News & Features

Sex Assault Kit Testing Results in Prosecution of 2015 Rape

Legislature unanimously passed a bill this year that requires law enforcement agencies to submit most rape kits for testing within 30 days

HELENA — A convicted sex offender is the first man charged with rape under a Montana Department of Justice initiative to analyze about 1,200 previously untested sexual assault evidence kits held by local law enforcement agencies, the DOJ said Thursday.

Allen William Miller, 41, of Great Falls, made an initial court appearance Wednesday. He is being held at the Cascade County jail on $150,000 bail. He has not entered a plea to the charge of sexual intercourse without consent and has not been assigned an attorney. His next court date has not been set.

“I am grateful to the officers of the Great Falls Police Department for their work on this case and look forward to more of these results around the state as our work continues,” Attorney General Tim Fox said in a statement.

The woman reported being raped outside her apartment building on April 19, 2015, court records said.

She underwent a sexual assault examination the next day. The exam kit, which typically contains swabs and other samples, was held in evidence by Great Falls police until 2018 when it was sent to a crime lab for testing.

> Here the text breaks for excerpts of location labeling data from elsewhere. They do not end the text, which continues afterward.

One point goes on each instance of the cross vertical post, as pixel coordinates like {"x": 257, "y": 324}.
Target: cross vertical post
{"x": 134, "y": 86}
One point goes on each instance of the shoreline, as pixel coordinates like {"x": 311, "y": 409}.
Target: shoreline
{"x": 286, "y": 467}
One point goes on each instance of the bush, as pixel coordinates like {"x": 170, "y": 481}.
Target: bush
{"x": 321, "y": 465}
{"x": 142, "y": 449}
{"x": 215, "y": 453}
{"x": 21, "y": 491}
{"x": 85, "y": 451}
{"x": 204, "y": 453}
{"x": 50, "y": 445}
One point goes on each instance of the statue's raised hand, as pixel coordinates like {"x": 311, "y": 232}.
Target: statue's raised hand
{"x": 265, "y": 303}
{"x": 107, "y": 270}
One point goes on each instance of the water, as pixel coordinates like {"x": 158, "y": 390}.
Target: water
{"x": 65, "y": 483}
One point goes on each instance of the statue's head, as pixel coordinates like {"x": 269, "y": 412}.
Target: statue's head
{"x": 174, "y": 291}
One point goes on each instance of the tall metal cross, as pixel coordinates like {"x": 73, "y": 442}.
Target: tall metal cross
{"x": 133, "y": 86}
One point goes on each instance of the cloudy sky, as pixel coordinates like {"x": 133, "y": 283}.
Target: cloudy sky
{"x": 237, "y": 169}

Prosecutors say evidence in the rape kit matched Miller, whose DNA was in a national database following a 2005 sexual assault conviction in Fergus County.

There has been a national effort over the past decade to test rape kits to correct what Manhattan District Attorney Cyrus R. Vance Jr. has called “an absolute travesty of justice.”

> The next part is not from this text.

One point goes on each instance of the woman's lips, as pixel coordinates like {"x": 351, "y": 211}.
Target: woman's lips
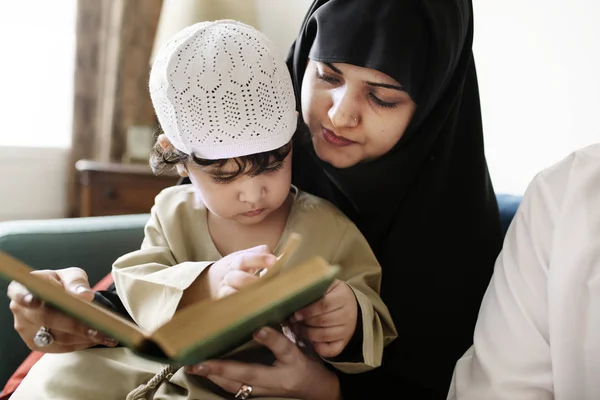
{"x": 335, "y": 140}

Vance’s office invested $38 million in rape kit testing and the federal Department of Justice has spent $154 million over three years on its sexual assault kit testing initiative. The testing of more than 100,000 sexual assault kits over the last three years has led to more than 1,000 arrests and over 500 convictions, officials said.

In Montana, Fox created a Sexual Assault Evidence Task Force in 2015 to study the issue of untested rape kits and to make recommendations.

Montana received funding to build a tracking system in 2016 and a $2 million federal grant to pay for the testing. DNA profiles obtained from the kits are confirmed and entered into an FBI database. If a DNA match is found, the evidence is given to local law enforcement to pursue, DOJ spokesman John Barnes said.

Most of the Montana kits tested involved rapes reported between 2006 and 2016, but some dated back to 1995, Barnes said.

The Joyful Heart Foundation, founded by “Law & Order: Special Victims Unit” actress Mariska Hargitay to help victims of sexual assault, has advocated for eliminating rape kit testing backlogs since 2010. The foundation also supports legislative changes, including laws requiring sexual assault kits to be submitted for testing.

The Montana Legislature unanimously passed a bill this year that requires law enforcement agencies to submit most rape kits for testing within 30 days. If patients don’t consent, the rape kits are submitted to the DOJ for storage as an anonymous kit. Anonymous kits must be stored for at least a year and the individual from whom the evidence was obtained may later consent to testing.